Figure 1. CT scan showing hypodense mass involving the distal duodenum and the uncinate process of the pancreas, and extending to the duodenojejunal flexure (arrow), causing dilatation of the proximal duodenum.


Figure 2. Side-viewing endoscopy. a. Long pedicle-like structure (arrow) extending from the first part of the duodenum (D1) to its third part (D3) with non-visualization of the ampulla. b. Hemorrhagic areas are seen on the distal aspect of the pedicle resulting from a failed attempt to pull the distal end of the pedicle. S: scope


Figure 3. CT scan showing the dilated first part of the duodenum (D) along with the thickening and characteristic invagination of the anterior duodenal wall (arrows: invagination sign).


Figure 4. Barium study showing a well-defined lobular filling defect with smooth outline (arrows) in the first part of the duodenum.


Figure 5. Repeat side-viewing endoscopy along with EUS. a. Large polyp (P) in its original position within the proximal duodenum with a wide pedicle and normal overlying mucosa. b. The ampulla was normal and bile was seen coming through it. c. EUS showing well-defined echogenic mass confined to the submucosa (arrows) in the first part of the duodenum with no invasion beyond this layer.


Figure 6. a. Intraoperative photograph showing a large polyp (P) arising from the first part of the duodenum as seen after its removal by means of a duodenotomy (arrow). b. Resected specimen showing lobulated architecture on cut section.

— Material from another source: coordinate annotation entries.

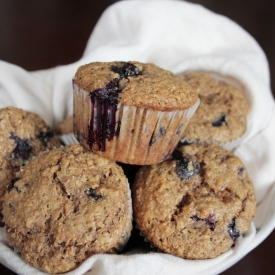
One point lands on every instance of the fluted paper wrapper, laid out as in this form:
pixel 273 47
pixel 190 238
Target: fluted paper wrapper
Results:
pixel 141 136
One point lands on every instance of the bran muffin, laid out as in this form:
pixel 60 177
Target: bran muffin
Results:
pixel 131 112
pixel 65 131
pixel 66 205
pixel 22 135
pixel 196 204
pixel 221 116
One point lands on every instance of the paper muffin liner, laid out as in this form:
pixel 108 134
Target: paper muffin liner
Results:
pixel 127 134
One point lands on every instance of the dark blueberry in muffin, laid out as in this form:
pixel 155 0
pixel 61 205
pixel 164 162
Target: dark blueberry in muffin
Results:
pixel 126 70
pixel 219 121
pixel 159 134
pixel 209 221
pixel 44 137
pixel 105 101
pixel 185 166
pixel 232 231
pixel 91 192
pixel 22 149
pixel 240 171
pixel 11 186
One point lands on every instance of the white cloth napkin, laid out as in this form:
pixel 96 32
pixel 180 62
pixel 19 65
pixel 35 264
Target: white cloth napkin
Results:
pixel 177 36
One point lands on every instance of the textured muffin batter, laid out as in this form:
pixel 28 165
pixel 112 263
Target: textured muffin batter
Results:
pixel 221 116
pixel 143 86
pixel 131 112
pixel 195 205
pixel 66 205
pixel 22 135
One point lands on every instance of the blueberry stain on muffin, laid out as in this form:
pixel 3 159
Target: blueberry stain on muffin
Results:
pixel 105 101
pixel 209 221
pixel 161 132
pixel 186 167
pixel 23 147
pixel 126 70
pixel 232 231
pixel 13 186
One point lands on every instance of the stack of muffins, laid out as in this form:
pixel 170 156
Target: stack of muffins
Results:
pixel 170 135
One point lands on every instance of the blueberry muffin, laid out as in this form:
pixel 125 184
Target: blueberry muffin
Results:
pixel 196 204
pixel 22 135
pixel 131 112
pixel 66 205
pixel 65 131
pixel 221 116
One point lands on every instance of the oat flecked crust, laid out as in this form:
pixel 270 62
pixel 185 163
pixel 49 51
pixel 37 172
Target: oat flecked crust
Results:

Brunner’s gland adenoma arises from Brunner’s glands which are located in the deep mucosa and submucosa of the duodenum. As these glands are found predominantly in the proximal duodenum, Brunner’s gland adenomas usually (57-70%) develop in the duodenal bulb [3, 5]. They most commonly occur in the fifth and sixth decades of life with no sex predominance. Development of these lesions may be related to chronic renal failure [6], chronic pancreatitis [7], peptic ulcer disease [8] or Helicobacter pylori infection [9].

They are usually asymptomatic and are discovered incidentally during endoscopy. Symptomatic cases most commonly present with gastrointestinal bleeding and obstruction [3]. Bleeding is often chronic and may be manifested as chronic anemia. Obstructive symptoms usually occur when they are larger than 2 cm [10]. Brunner’s gland adenoma may present with gastric outlet obstruction [11], duodenal obstruction, as in our case, or occasionally with the intussusception of the duodenal wall [12, 13, 14, 15]. The present case had chronic intermittent duodenal obstruction at the duodenojejunal flexure due to the intermittent prolapse of the polyp. This was evidenced by the presence of a dilated duodenum and the symptoms of gastroesophageal reflux. This obstruction was related to the large size of the polyp and, probably, also to duodenal intussusception. Our patient was having recurrent episodes of duodenal intussusception which were present at the time of the initial endoscopy as well as during the CT scan, as evidenced by the invagination of the duodenal wall (Figure 3). However, it was in the early stage and had already been reduced at the time of surgery.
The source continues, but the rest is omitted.